For the scaling study, we followed an approach akin to classical neural networks by augmenting the number of trainable parameters in nPOLO. The parameter count per plane in nPOLO is W2, where W is the plane’s width. We conducted a sweep of W values from 32 to 1,024 (up to 512 for Fashion MNIST) for bounce numbers of 1, 2 and 4. The test accuracies over 50 epochs for the Imagenette and Fashion MNIST datasets are presented in Fig. 5. During scale-up studies we encountered overfitting, and slight data augmentation (random flip and rotation) was introduced to reduce this.

Experimental set-up

A photograph of our optical set-up is presented in Supplementary Section 3. In our experiments, we employed a continuous-wave Solstis M2 laser operating at a wavelength of λ = 850 nm. The mirror we used had a width of 11 mm, providing ample space for the four reflections. To deliver the beam to the SLM, we implemented 4f imaging to relay the beam reflected from a digital micromirror device (DMD). The use of a DMD offered the advantage of flexible beam sizing. Specifically, we configured the beam shape as a square with a side length of 2.4 mm, corresponding to a 300 × 300-pixel area on the SLM. It is worth noting that the SLM utilized in our set-up has a pixel pitch of Λ = 8 μm. To construct a multi-bounce cavity, we utilized a Holoeye Pluto SLM and positioned the mirror at a distance of d = 15.2 mm from the SLM screen. This distance was set so that diffraction from one corner pixel of a layer can reach the opposite corner of the subsequent layer (d × λ/Λ ≥ 2.4 mm). The distance between the SLM and mirror enabled all-to-all pixel connectivity. Zero-order reflection from the SLM was used, which has 69% percent reflectivity. This configuration allowed the input beam to undergo four reflections from the mirror. Therefore, the total transmission due to the SLM efficiency after four bounces was 23%. After the fourth bounce, the beam on the SLM was magnified by a factor of 1.2, and the resulting output intensity was detected by a complementary metal–oxide–semiconductor (CMOS) camera with a pixel pitch of 3.45 µm.
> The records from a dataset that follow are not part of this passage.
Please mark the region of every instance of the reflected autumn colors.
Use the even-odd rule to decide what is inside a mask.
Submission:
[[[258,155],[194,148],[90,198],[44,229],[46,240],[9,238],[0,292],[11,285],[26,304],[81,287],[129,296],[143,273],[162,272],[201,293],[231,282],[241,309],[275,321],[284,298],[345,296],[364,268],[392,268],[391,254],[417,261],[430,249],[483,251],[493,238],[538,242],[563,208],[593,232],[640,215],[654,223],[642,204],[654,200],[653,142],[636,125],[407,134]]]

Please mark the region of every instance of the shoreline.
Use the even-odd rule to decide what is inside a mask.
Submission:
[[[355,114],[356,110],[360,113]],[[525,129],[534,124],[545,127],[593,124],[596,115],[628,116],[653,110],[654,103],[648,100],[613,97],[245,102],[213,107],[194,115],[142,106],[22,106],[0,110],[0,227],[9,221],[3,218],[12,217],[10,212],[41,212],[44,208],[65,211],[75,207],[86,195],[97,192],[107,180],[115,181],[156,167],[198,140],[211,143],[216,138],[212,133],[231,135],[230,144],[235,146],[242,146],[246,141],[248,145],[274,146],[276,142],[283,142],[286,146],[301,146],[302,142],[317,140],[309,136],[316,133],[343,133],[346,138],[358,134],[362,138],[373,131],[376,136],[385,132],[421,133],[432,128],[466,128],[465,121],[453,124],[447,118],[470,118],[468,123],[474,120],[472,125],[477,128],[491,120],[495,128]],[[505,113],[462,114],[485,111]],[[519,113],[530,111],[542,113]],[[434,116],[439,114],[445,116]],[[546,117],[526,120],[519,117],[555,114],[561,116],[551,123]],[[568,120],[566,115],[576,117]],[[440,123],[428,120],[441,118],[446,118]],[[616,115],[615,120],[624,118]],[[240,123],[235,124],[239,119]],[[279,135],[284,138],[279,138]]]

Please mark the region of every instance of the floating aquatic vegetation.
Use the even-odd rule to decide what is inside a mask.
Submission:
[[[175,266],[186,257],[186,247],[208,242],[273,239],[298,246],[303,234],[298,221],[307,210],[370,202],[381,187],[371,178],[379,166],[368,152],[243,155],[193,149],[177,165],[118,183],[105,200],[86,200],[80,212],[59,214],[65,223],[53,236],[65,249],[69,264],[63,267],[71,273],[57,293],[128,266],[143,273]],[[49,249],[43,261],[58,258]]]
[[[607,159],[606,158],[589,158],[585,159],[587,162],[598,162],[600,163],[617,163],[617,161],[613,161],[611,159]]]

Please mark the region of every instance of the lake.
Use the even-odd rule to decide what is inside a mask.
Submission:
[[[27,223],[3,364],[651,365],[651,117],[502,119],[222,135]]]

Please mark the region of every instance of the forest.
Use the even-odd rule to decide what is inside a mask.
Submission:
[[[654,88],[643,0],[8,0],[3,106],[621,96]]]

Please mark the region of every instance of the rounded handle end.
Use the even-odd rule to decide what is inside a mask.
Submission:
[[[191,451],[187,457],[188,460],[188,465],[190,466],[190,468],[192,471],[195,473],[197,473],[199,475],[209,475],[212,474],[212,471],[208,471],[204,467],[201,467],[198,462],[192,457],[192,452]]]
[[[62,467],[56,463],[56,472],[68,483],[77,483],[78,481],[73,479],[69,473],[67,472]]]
The corresponding beam in the camera occupied an area of 834 × 834 pixels. During image acquisition, we applied average pooling to resize the obtained images to either 4 × 4 or 8 × 8 dimensions. For the Imagenette dataset, we used the entire training and test samples as originally prepared. For the Digit and Fashion MNIST datasets, we used the entire training set (60,000 samples) for the simulations, but we used the first 10,000 samples for the re-training of digital weights after the experiments, and we used the first 2,500 samples of the test set for blind testing of the experimental results.